I've been quiet on the blog... things have been very fast paced around here. I'm not complaining when I say that, I'm stating the well... obvious! And I love every single second of it. All I've ever wanted to be since I was a little girl was a wife and mother. I can't imagine my life without Brandon and each one of my special blessings.
The call to adopt again has gotten stronger and stronger in my heart. I've read until I can quote facts and statistics. I've researched until the wee hours of the morning when I can barely hold my eyes open any longer. I've looked over photolists for waiting children so much that I can tell when they change the order or someone disappears. I can pick out the faces of children that are placed on the list as new additions. I've looked at several special needs and researched resources here in the Richmond area. We have amazing resources here!
Some nights I get a handful of hours of sleep before I get up to tend to the children we already have in our home. Some nights I'm laying in bed with my eyes closed but I never drift off... I pray for our Annalise often... now we just have to find her.
My dream last night had me so disoriented when I woke up. I had to walk through the house to check on the children.

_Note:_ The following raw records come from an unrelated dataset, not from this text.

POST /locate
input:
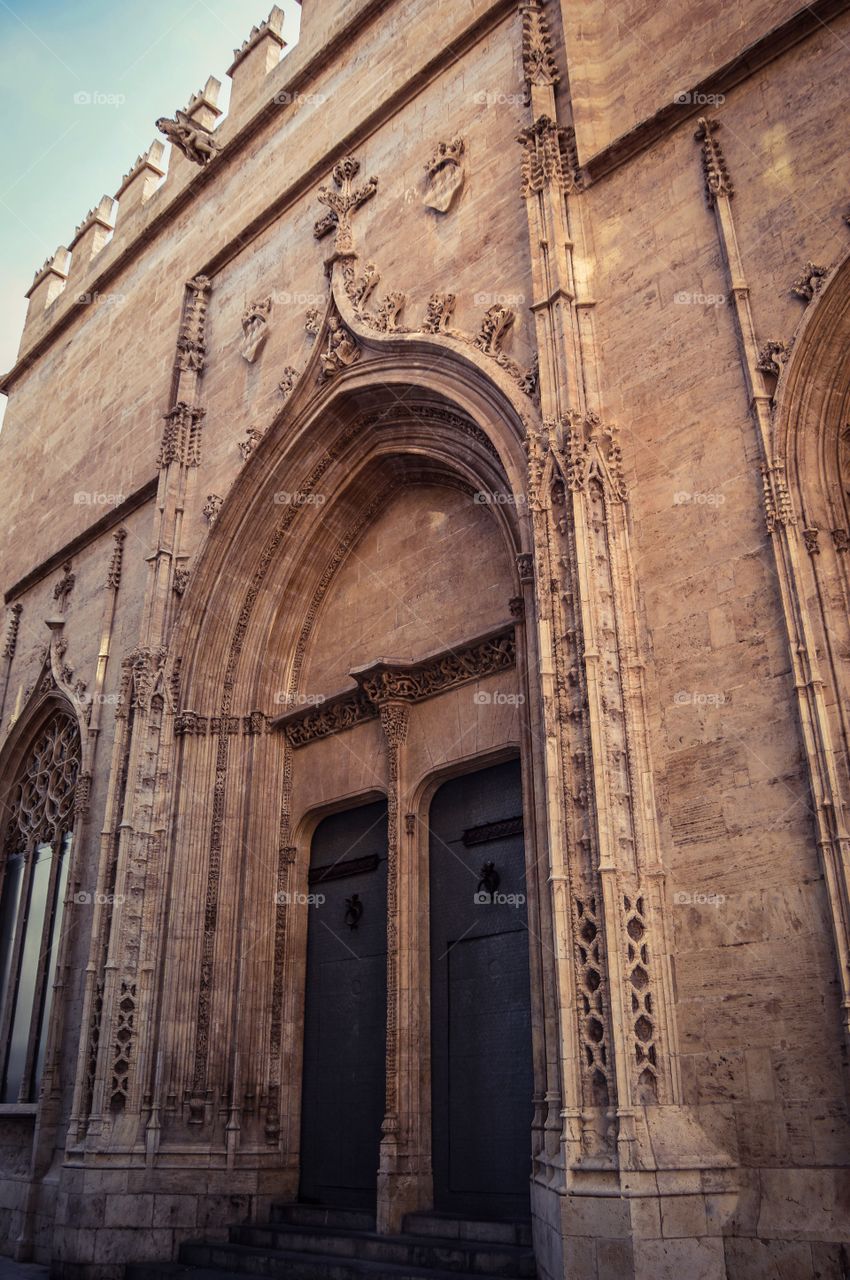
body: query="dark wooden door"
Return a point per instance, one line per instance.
(344, 1040)
(480, 997)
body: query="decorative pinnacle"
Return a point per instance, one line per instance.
(717, 178)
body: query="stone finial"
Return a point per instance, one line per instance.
(259, 55)
(49, 282)
(140, 183)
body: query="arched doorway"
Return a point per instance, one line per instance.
(344, 1031)
(481, 1075)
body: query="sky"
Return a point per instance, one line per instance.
(82, 83)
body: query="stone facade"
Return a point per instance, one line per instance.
(476, 387)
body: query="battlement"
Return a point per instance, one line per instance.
(196, 135)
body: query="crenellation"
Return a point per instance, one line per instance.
(140, 183)
(257, 56)
(48, 283)
(204, 106)
(91, 236)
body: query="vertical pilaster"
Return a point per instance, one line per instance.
(785, 534)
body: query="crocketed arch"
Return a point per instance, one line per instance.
(39, 818)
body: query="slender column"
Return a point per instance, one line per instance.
(828, 803)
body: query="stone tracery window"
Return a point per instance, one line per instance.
(33, 880)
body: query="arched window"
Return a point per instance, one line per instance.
(33, 880)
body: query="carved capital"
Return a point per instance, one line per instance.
(717, 177)
(115, 565)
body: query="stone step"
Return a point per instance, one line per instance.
(475, 1257)
(289, 1265)
(449, 1226)
(318, 1215)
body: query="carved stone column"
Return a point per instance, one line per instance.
(787, 540)
(617, 1040)
(397, 1192)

In the dream, Brandon and I were walking down a long hallway. We could hear a little girl calling for us "Mama... Daddy?" over and over. Sometimes her voice was very loud and other times it was very muffled. Brandon and I walked down this corridor trying to open doors. Some doors opened easily, but our Annalise wasn't behind the door. Some of the doors opened and revealed another corridor with more doors. Some doors were locked. Still Annalise called to us. And we became more frantic the longer she called. We started running down the hall checking doors while we called out "Annalise!!! Talk to Mama and Daddy! Hang on, we are coming!"
I started crying out to God to show us where she was and finally the right door opened but the light was so bright we couldn't see her. And then I woke up, shaking and disturbed.
Brandon and I will continue to cry out to God, asking Him to show us where we can find our Annalise. In the meantime, we continue to save and earmark funds to bring our girlie home.